価格戦略でタイヤを大量販売したガソリンスタンド3つのポイント

客単価向上

 価格戦略というと単に値下げをして、競合との差別的優位性を価格面で訴求しようという取り組みをイメージする方も多いと思います。ですが、価格「戦略」ですから、その価格設定にはきちんとした意図があり、それによって継続的に売れていく仕組みになっている必要があります。

 今回のコラムでは、この価格戦略でタイヤの大量販売を実現し、利益をしっかり確保したガソリンスタンドの事例をご紹介したいと思います。

価格戦略でタイヤを大量販売したガソリンスタンドのポイント1:安さの比較対象先を明確にする

 同店は、セルフサービスのガソリンスタンドですが、同店から車で5分程度の場所には、全国にチェーン展開するタイヤ量販店が立地しており、高い知名度・集客力を誇っていました。同店でガソリンを購入する顧客の多くはタイヤ交換をこの店舗で実施しています。

 タイヤメーカーA社製品を販売していた同店は、仕入先からの協力を得て、このタイヤ量販店の価格調査を行いました。当該タイヤ量販店の品ぞろえは莫大なものですので、同店が取り扱うタイヤメーカーA社製品だけの価格調査を行い、A社製のタイヤに関しては、タイヤ量販店よりも若干安く設定しました。

 そもそも消費者は、自分が乗っている車に装着しているタイヤの価格について、相場を知らないものです。よって「安い」と言われても本当に安いのか、どれだけ安いのかが分からず、結果として、安くしたもののそれほど販売が促進されない場合が散見されます。

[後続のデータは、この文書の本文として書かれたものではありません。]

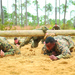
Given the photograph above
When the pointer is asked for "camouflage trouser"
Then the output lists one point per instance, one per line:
(12, 52)
(45, 51)
(35, 43)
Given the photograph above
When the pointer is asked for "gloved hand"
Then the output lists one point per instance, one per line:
(47, 35)
(52, 57)
(44, 28)
(1, 53)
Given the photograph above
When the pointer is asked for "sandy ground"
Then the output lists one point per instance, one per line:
(32, 62)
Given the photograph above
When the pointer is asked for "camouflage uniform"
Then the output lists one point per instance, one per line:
(9, 49)
(56, 27)
(62, 47)
(36, 40)
(19, 42)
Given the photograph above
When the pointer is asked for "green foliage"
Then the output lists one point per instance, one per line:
(50, 28)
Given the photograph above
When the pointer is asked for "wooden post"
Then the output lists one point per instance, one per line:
(25, 33)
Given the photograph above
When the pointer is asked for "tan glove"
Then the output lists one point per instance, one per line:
(47, 35)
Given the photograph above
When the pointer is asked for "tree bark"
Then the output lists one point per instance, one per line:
(25, 33)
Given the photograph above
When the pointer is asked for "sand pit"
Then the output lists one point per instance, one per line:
(32, 62)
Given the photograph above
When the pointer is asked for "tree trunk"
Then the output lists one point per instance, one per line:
(55, 11)
(65, 10)
(21, 14)
(26, 13)
(37, 12)
(15, 13)
(45, 12)
(74, 21)
(59, 12)
(25, 33)
(0, 8)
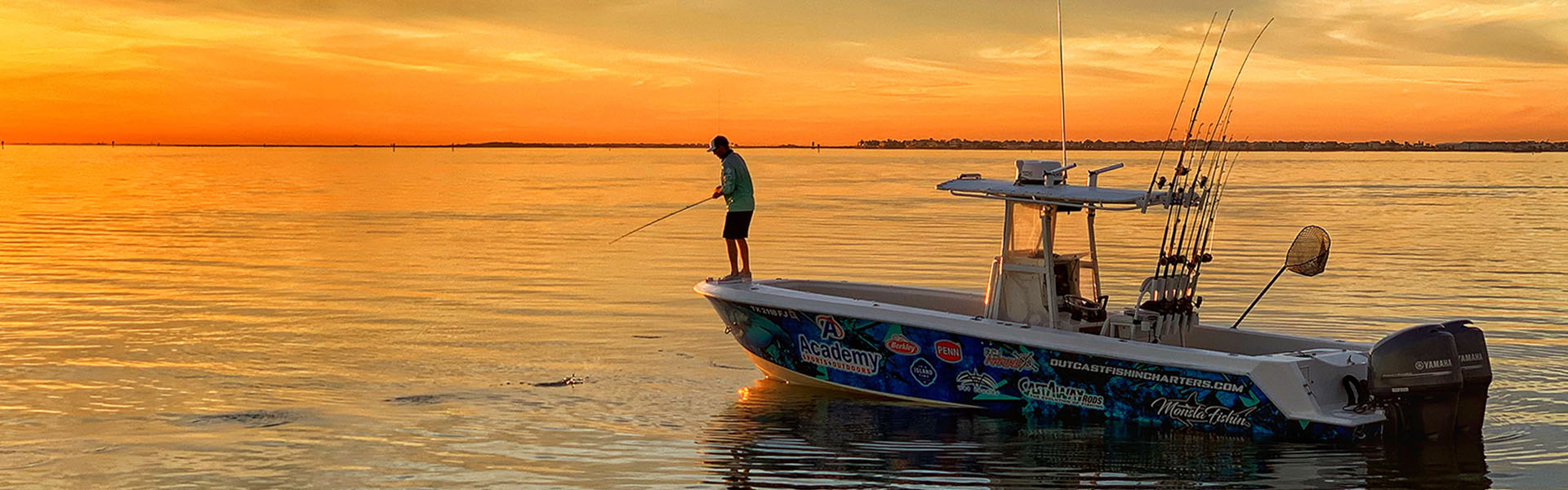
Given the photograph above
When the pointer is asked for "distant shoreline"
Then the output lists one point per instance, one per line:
(978, 145)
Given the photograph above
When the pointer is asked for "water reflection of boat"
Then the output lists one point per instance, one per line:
(791, 437)
(1043, 341)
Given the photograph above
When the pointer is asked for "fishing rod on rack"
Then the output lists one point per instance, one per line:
(1179, 104)
(1178, 189)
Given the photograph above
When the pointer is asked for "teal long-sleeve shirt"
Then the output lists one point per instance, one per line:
(736, 184)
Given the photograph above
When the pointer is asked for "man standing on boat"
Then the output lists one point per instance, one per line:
(736, 187)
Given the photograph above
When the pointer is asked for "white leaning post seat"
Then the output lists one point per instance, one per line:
(1164, 326)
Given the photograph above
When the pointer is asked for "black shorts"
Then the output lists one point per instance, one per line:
(737, 224)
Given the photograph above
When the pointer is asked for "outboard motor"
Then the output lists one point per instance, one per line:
(1414, 374)
(1476, 369)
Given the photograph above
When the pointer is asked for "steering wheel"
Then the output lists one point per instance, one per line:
(1082, 308)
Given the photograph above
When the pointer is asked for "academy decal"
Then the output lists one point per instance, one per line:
(1192, 412)
(978, 382)
(830, 327)
(902, 346)
(840, 357)
(922, 372)
(1049, 391)
(1148, 376)
(1022, 360)
(949, 350)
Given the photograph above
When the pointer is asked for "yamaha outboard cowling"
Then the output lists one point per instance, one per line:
(1414, 374)
(1476, 369)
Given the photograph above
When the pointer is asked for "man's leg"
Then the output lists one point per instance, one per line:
(731, 245)
(745, 258)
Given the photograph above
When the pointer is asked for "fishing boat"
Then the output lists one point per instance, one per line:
(1043, 341)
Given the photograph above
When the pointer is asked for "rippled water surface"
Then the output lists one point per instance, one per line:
(182, 318)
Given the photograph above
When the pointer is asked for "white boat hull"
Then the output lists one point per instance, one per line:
(843, 336)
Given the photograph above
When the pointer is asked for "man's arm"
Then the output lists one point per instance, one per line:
(726, 183)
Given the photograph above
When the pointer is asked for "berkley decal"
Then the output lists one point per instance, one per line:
(840, 357)
(1192, 412)
(978, 382)
(922, 372)
(1018, 362)
(830, 327)
(902, 346)
(1049, 391)
(949, 350)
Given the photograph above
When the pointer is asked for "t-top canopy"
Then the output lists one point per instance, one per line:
(1060, 194)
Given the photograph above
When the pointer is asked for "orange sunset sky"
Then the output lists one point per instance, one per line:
(764, 73)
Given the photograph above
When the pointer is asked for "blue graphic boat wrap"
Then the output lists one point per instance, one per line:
(935, 365)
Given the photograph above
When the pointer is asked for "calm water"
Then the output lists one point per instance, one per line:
(371, 319)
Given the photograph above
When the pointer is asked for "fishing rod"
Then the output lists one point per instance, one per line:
(1179, 181)
(1179, 104)
(1209, 209)
(1176, 183)
(1062, 81)
(661, 219)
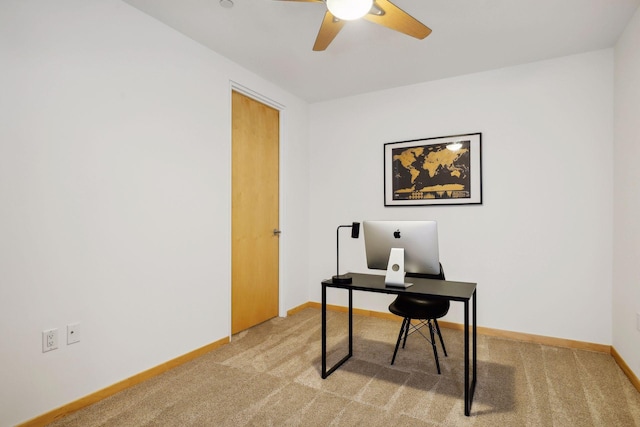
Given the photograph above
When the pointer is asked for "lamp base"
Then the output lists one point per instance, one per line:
(342, 278)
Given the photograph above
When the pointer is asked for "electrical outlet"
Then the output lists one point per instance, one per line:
(73, 333)
(49, 340)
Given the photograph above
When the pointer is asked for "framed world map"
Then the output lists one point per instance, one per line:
(446, 170)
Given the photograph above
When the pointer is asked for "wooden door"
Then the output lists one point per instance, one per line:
(255, 202)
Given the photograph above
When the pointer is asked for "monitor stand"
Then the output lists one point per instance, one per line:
(395, 269)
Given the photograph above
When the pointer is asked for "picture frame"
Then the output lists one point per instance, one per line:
(445, 170)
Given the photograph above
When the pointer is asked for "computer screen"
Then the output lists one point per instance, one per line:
(419, 239)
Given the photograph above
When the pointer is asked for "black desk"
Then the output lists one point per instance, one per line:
(454, 291)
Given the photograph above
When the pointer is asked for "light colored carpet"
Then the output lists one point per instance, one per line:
(270, 376)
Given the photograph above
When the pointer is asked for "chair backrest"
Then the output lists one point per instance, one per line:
(429, 276)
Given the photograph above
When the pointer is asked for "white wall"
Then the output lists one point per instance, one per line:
(115, 197)
(540, 245)
(626, 283)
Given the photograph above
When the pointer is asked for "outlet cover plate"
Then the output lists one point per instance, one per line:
(73, 333)
(49, 340)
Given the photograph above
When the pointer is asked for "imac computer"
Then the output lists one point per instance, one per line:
(418, 239)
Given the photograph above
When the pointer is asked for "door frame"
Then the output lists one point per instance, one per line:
(244, 90)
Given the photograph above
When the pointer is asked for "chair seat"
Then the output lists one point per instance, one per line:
(419, 308)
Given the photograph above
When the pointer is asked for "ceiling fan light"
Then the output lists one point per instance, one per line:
(348, 10)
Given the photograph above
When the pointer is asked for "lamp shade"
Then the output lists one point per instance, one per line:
(349, 9)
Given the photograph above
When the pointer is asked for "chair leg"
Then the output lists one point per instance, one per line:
(433, 344)
(440, 335)
(398, 341)
(406, 331)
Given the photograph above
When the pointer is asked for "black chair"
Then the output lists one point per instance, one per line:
(426, 311)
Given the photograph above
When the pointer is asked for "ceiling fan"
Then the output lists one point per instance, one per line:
(381, 12)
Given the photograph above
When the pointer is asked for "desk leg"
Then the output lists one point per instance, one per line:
(326, 372)
(469, 389)
(324, 331)
(467, 401)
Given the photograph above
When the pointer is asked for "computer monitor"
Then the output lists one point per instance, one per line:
(419, 239)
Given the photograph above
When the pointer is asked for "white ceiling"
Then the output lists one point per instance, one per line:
(274, 39)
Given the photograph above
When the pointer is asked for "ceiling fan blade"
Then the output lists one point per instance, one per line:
(328, 31)
(391, 16)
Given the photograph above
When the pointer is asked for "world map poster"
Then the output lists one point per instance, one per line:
(434, 171)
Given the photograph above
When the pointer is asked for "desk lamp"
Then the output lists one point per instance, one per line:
(355, 232)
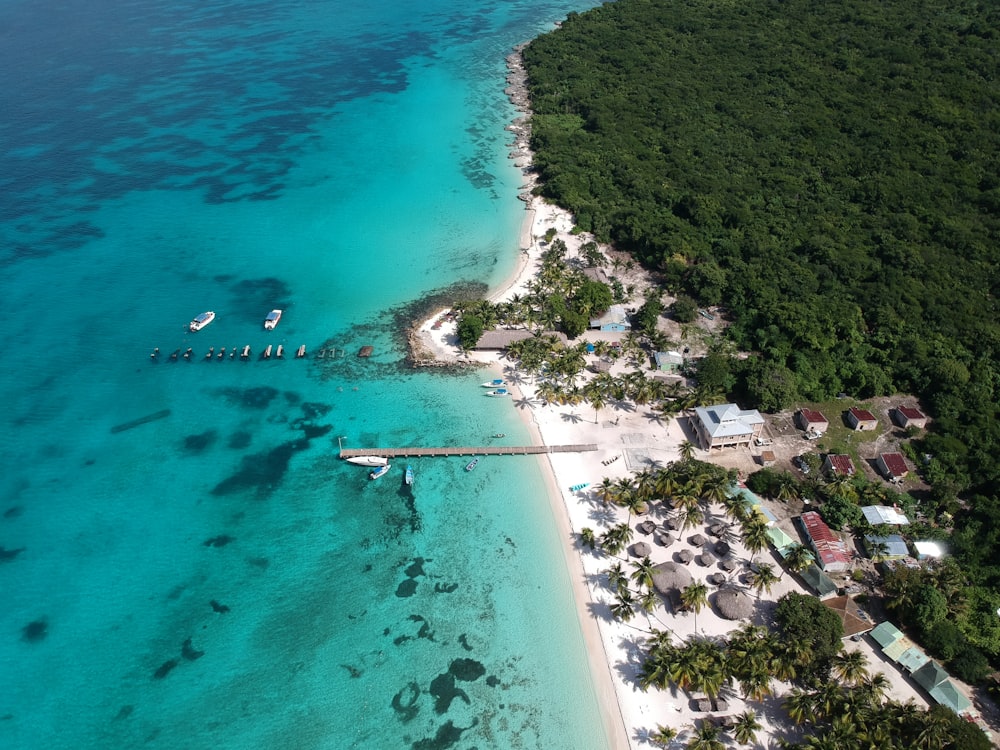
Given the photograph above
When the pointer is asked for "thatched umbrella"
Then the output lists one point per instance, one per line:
(664, 540)
(646, 527)
(670, 578)
(733, 604)
(641, 549)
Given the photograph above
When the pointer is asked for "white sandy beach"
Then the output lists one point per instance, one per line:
(629, 439)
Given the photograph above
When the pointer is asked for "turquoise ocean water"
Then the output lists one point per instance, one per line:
(185, 562)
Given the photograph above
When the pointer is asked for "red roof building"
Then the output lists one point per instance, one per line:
(831, 552)
(840, 464)
(813, 421)
(892, 465)
(861, 419)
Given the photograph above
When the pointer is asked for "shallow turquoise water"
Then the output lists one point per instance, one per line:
(215, 576)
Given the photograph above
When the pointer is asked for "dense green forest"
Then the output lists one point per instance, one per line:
(829, 174)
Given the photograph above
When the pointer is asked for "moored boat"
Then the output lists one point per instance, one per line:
(201, 320)
(368, 460)
(271, 320)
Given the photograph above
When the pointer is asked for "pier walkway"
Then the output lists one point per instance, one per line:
(467, 450)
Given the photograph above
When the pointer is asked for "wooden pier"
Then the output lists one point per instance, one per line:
(467, 450)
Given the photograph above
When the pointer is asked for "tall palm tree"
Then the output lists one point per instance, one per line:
(850, 666)
(763, 578)
(747, 726)
(695, 597)
(642, 572)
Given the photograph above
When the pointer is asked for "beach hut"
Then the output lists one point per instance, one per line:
(641, 549)
(733, 604)
(670, 579)
(646, 527)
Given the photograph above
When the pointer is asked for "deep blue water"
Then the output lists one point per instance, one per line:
(186, 563)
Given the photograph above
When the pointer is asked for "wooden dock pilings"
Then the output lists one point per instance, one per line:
(467, 450)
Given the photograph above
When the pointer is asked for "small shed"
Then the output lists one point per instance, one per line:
(670, 361)
(892, 465)
(861, 419)
(812, 421)
(908, 416)
(839, 464)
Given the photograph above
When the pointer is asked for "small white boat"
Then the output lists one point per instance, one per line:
(272, 320)
(379, 472)
(201, 320)
(368, 460)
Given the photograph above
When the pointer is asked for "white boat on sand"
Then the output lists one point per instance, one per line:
(201, 320)
(272, 320)
(368, 460)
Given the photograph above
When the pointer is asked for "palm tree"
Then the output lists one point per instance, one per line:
(747, 726)
(686, 449)
(695, 597)
(642, 572)
(850, 666)
(763, 578)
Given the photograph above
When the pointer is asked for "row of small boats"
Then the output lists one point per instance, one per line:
(203, 319)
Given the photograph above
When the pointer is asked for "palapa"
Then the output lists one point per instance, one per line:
(733, 604)
(646, 527)
(641, 549)
(669, 578)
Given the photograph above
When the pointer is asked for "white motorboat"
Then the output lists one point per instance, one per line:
(201, 320)
(368, 460)
(272, 320)
(379, 472)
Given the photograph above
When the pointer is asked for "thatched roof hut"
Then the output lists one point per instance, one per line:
(664, 539)
(705, 558)
(733, 604)
(669, 578)
(641, 549)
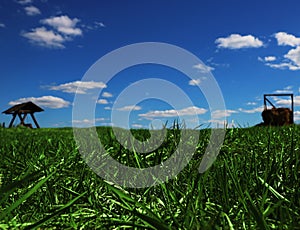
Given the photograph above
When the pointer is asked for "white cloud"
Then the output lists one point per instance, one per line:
(138, 126)
(63, 29)
(107, 94)
(203, 68)
(254, 110)
(24, 2)
(237, 41)
(287, 102)
(193, 110)
(102, 101)
(44, 101)
(43, 37)
(194, 82)
(88, 121)
(64, 25)
(80, 87)
(284, 39)
(294, 56)
(270, 58)
(32, 10)
(283, 65)
(130, 108)
(222, 113)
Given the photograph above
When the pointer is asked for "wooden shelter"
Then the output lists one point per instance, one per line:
(22, 110)
(278, 116)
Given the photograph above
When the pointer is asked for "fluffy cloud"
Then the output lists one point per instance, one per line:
(32, 10)
(64, 25)
(222, 113)
(102, 102)
(62, 29)
(294, 56)
(107, 94)
(288, 89)
(203, 68)
(287, 102)
(80, 87)
(254, 110)
(283, 65)
(43, 37)
(130, 108)
(270, 58)
(237, 41)
(193, 110)
(45, 101)
(194, 82)
(84, 122)
(284, 39)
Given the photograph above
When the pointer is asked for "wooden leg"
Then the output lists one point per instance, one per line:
(35, 122)
(22, 118)
(12, 120)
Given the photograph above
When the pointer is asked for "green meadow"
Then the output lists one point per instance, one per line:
(253, 184)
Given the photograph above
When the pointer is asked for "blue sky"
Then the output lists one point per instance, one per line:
(250, 47)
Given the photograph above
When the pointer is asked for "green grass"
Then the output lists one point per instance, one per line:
(253, 184)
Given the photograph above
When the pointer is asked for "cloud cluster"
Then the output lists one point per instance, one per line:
(80, 87)
(130, 108)
(60, 29)
(291, 60)
(237, 41)
(32, 10)
(44, 101)
(193, 110)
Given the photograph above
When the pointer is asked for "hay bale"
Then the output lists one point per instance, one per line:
(277, 116)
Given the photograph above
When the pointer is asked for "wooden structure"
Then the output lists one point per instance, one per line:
(278, 116)
(22, 110)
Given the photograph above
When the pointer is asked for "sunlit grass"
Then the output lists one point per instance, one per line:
(254, 183)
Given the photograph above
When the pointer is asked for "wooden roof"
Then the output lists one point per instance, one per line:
(27, 107)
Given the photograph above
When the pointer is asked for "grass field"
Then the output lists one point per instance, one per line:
(253, 184)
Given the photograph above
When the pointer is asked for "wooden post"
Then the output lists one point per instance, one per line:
(22, 118)
(12, 120)
(34, 120)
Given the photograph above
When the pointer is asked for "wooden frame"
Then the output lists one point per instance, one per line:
(279, 95)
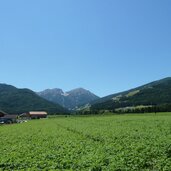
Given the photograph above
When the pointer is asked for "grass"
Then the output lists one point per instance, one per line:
(112, 142)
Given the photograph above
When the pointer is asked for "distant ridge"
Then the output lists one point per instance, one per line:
(155, 93)
(70, 99)
(16, 101)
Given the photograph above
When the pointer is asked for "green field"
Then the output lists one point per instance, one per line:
(118, 142)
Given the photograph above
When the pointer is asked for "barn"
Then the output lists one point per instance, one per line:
(37, 114)
(2, 113)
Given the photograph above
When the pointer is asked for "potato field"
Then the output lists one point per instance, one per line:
(93, 143)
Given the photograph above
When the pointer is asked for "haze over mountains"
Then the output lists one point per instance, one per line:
(157, 93)
(70, 99)
(17, 101)
(56, 101)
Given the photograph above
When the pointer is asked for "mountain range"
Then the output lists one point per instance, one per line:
(157, 93)
(17, 101)
(149, 97)
(70, 99)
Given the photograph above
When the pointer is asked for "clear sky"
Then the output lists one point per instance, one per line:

 そのため、どこと比べて安いのかをしっかり訴求できるようにしたということです。そして、次の取組みを実施しました。

価格戦略でタイヤを大量販売したガソリンスタンドのポイント2:「まとめ買いがお得」を訴求する

 例えば、4本のタイヤのうち1本に釘が刺さり、パンクしたとします。釘が刺さること自体、タイヤが古くなっていたり、すり減っていたりするケースが多いので、パンク修理の依頼は、タイヤ販売のチャンスになります。

 そして、多くの車には4本のタイヤがついており、1本が古くなっていたり、すり減ったりしている場合は、4本ともそのようになっている場合がほとんどです。

 そこで、交換工賃込みの1本価格は前述のとおり、タイヤ量販店より安く設定しますが、4本価格は交換工賃込み1本価格の4倍から端数を切り、さらに安い価格設定とすることにより、1本のパンク修理ではなく、4本の交換へと話を展開しやすくしました。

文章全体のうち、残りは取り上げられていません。